Cannot move ScriptModule to GPU with to()

My code is

import torch
import torch.nn.functional as F

device = torch.device('cuda' if torch.cuda.is_available() else 'cpu')

class ScriptNet(torch.jit.ScriptModule):
    def __init__(self, n_features, out_size):
        super().__init__()
        self.fc1 = torch.jit.trace(torch.nn.Linear(n_features, 50), torch.rand(1, n_features))
        self.fc2 = torch.jit.trace(torch.nn.Linear(50, out_size), torch.rand(1, 50))

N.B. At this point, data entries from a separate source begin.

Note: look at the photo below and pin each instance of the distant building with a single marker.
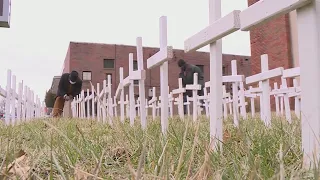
(94, 62)
(55, 84)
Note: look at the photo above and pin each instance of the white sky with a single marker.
(35, 46)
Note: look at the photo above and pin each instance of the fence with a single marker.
(21, 104)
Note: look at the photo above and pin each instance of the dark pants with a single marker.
(189, 93)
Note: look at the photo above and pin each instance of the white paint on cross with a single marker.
(195, 87)
(264, 77)
(179, 102)
(218, 28)
(308, 13)
(161, 58)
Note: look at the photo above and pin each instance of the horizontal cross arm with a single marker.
(160, 57)
(126, 82)
(264, 75)
(3, 93)
(265, 10)
(219, 29)
(193, 87)
(138, 75)
(291, 73)
(234, 78)
(119, 89)
(178, 91)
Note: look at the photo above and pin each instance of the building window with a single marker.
(201, 67)
(135, 65)
(107, 77)
(86, 75)
(108, 63)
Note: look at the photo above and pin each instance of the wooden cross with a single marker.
(142, 94)
(243, 103)
(180, 92)
(5, 16)
(153, 103)
(309, 45)
(195, 87)
(276, 97)
(297, 108)
(161, 58)
(126, 103)
(8, 98)
(264, 77)
(107, 90)
(131, 91)
(119, 92)
(218, 28)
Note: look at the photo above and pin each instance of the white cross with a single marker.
(308, 38)
(120, 92)
(180, 92)
(126, 103)
(6, 14)
(218, 28)
(161, 59)
(264, 77)
(153, 103)
(195, 87)
(142, 91)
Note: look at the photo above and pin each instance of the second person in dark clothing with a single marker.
(186, 74)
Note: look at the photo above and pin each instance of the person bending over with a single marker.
(70, 85)
(186, 74)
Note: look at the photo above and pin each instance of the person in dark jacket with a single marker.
(186, 74)
(70, 85)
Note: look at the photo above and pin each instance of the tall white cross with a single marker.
(264, 77)
(218, 28)
(180, 102)
(308, 15)
(161, 58)
(142, 91)
(195, 87)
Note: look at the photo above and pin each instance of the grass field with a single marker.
(75, 149)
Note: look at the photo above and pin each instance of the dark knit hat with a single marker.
(181, 63)
(73, 76)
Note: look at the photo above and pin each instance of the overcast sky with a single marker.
(35, 46)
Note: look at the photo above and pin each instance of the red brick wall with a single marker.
(272, 38)
(89, 57)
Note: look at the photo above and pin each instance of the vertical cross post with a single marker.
(131, 92)
(8, 98)
(195, 88)
(13, 100)
(161, 58)
(212, 35)
(142, 92)
(180, 92)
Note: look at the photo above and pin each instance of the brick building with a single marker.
(278, 39)
(95, 61)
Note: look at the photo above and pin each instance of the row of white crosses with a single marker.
(250, 17)
(21, 106)
(308, 47)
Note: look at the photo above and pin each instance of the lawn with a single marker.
(87, 149)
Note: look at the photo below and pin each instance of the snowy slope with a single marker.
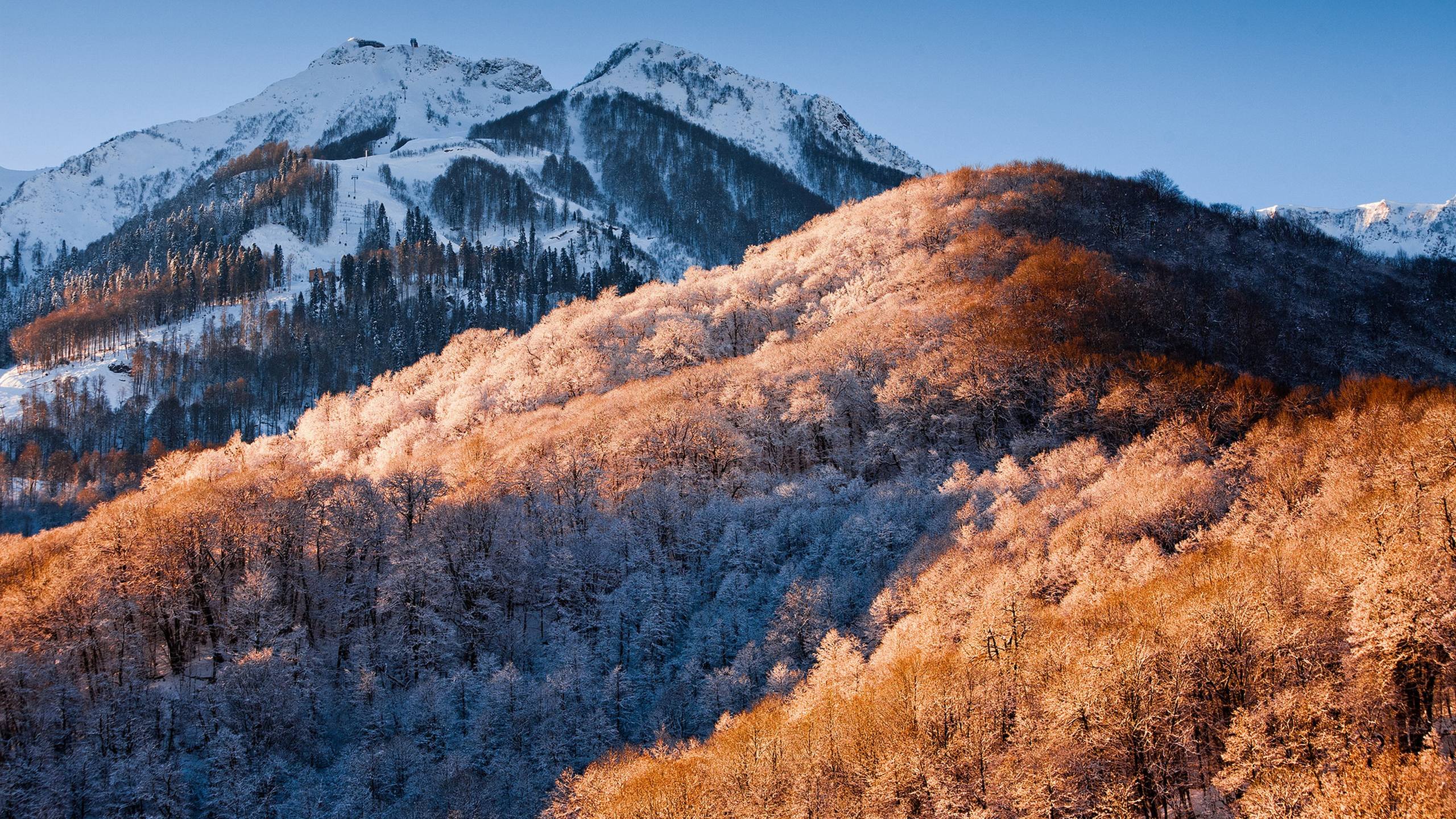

    @torch.jit.script_method
    def forward(self, x):
        x = F.dropout(F.relu(self.fc1(x)), 0.5)
        return F.softmax(self.fc2(x))

net = ScriptNet(10,2).to(device)

I got this error:

RuntimeError: to is not supported on TracedModules

I know I can save the ScriptModule and use torch.jit.load(modulefile, map_location=‘cuda’) to load the module into GPU, but I wonder if I can directly move the module to GPU without saving and loading.

What version of PyTorch are you using? This should be available in 1.0 or the nightlies

You can’t do this with .to but net.cuda() should work.

net.cuda() works. Thank you. Do you think Pytorch should add .to() to ScriptModules?

To answer your last question: @tom told me, that this is enabled on github master and nightlies. If you want that feature, you should probably switch to one of these.

1 Like

I have 1.0.1 version and it is still giving this error:

Traceback (most recent call last):

  File "<ipython-input-2-0cb739d0d1fb>", line 1, in <module>
    runfile('/home/hiwi/Desktop/HIWI_Data/Combustion_NN_Model/train.py', wdir='/home/hiwi/Desktop/HIWI_Data/Combustion_NN_Model')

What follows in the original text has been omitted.